Nissan Leaf Owners Discuss More Cons Than Pros About e-Pedal
The Pros of Nissan Leaf e-Pedal
I discussed the pros of the 2018 Nissan Leaf e-Pedal in my yesterday's story. "e-Pedal is especially beneficial during city driving and where there is heavy traffic. During these conditions drivers have to constantly shift from one pedal to the other. e-Pedal will eliminate this need. As a result your Nissan Leaf will be more fun to drive and it will be simpler to drive," I wrote in the story. But regard the Cons, more questions are surfacing. Here are several concerns.
The Cons of Nissan Leaf e-Pedal
Generally the current Leaf owners say they are glad that the e-Pedal is optional. The reasoning is that it will take some getting used to. What if some people stomp on the go pedal trying to stop the car? Since there no brake pedal, people's feet may automatically go the acceleration pedal. Current Leaf owners are afraid of potential accidents and subsequent lawsuits because of this transitional period. I am sure Nissan has though about this too and the company probably has solution for this. I would love to hear from Nissan more about these concern and see how the automaker is addressing them.
"I am happy to have full control of my accelerating and my braking with two pedals. I'm happy to give the e-pedal a try, but think it's not going to be for me in the end," writes a current Leaf owner.
When we stop our car we decelerate gradually, not immediately. So people ask how will you change from stopping normally at a stop sign? Sometimes you need to slam on the brake to keep you from hitting a smartphone-reader pedestrian who just popped out in front of you.
Overall, there has to be a brake pedal too even when the e-Pedal is activated. Perhaps there is a mode for this too.
"As the video shows, the one pedal operation will slow you to a stop (once engaged by the driver). The brake pedal will be there in case you actually need to use the friction brakes. Perhaps it will use a progressively more aggressive regenerative as the accelerator is released to slow you to a stop. The brake pedal will be there in case you need to use the brakes to come to a more abrupt stop. I already do this anyway, to regenerate as much as possible. I like the idea," responded to my yesterday's story a Facebook user named Henry.

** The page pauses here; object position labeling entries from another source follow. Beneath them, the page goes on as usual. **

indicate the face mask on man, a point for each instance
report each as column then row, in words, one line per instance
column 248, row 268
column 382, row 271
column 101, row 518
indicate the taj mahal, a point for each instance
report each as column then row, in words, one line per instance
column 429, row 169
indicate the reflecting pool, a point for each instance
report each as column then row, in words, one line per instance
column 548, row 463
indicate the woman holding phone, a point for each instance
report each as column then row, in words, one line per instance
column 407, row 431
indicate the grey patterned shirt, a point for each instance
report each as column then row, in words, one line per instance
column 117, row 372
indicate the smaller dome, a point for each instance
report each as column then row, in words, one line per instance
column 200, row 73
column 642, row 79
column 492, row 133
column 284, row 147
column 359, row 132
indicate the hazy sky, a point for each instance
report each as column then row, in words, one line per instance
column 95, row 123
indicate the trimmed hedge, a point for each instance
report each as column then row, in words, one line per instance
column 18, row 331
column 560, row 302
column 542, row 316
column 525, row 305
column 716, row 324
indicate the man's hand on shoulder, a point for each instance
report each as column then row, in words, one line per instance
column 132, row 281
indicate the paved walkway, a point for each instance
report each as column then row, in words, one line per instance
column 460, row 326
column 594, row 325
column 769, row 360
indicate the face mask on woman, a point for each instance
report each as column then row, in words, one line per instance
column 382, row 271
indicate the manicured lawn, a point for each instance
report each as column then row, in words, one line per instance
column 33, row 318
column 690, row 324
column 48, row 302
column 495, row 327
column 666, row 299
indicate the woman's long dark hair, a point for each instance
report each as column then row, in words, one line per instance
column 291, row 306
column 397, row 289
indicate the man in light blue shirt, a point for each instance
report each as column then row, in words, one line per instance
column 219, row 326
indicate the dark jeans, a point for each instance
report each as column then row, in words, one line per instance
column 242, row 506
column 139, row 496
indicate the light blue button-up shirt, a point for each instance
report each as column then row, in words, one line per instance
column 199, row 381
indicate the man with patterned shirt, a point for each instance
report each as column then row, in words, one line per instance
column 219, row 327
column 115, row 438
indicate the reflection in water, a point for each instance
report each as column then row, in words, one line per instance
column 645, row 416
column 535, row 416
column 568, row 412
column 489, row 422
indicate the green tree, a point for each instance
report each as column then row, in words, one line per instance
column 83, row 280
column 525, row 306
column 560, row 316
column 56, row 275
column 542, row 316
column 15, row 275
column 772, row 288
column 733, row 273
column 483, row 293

Brake Light. The software needs to also apply the red brake light when a driver slows down his Leaf to a stop. I am not sure, but apparently BMW i3's regen-braking already does something similar to it.
One Pedal Solution Developed 15 Years ago
One of the members in the discussion wrote that he preferred the one-pedal solution that was developed about 15years ago. "You use the accelerator as normal (flexing your ankle) and activate the brake by extending your whole leg. It would be much more instinctive," he wrote. Asked to elaborate more he added this. "You flex your ankle to accelerate (predominantly a movement by your calf muscle). To brake you push the whole pedal assemble away from your body, predominantly a quad muscle movement. At the time the theory was it made braking distances shorter as people did not need to move from one pedal to the other, it would work well with an EV though, and allow cars to truly coast."
Let's say you get used it, will this though still create danger of another getting used to when you switch from your new Nissan Leaf to an ICE car? Many people still own an ICE car for long distance driving. I mean that the transition back to a 2 or 3 pedal car.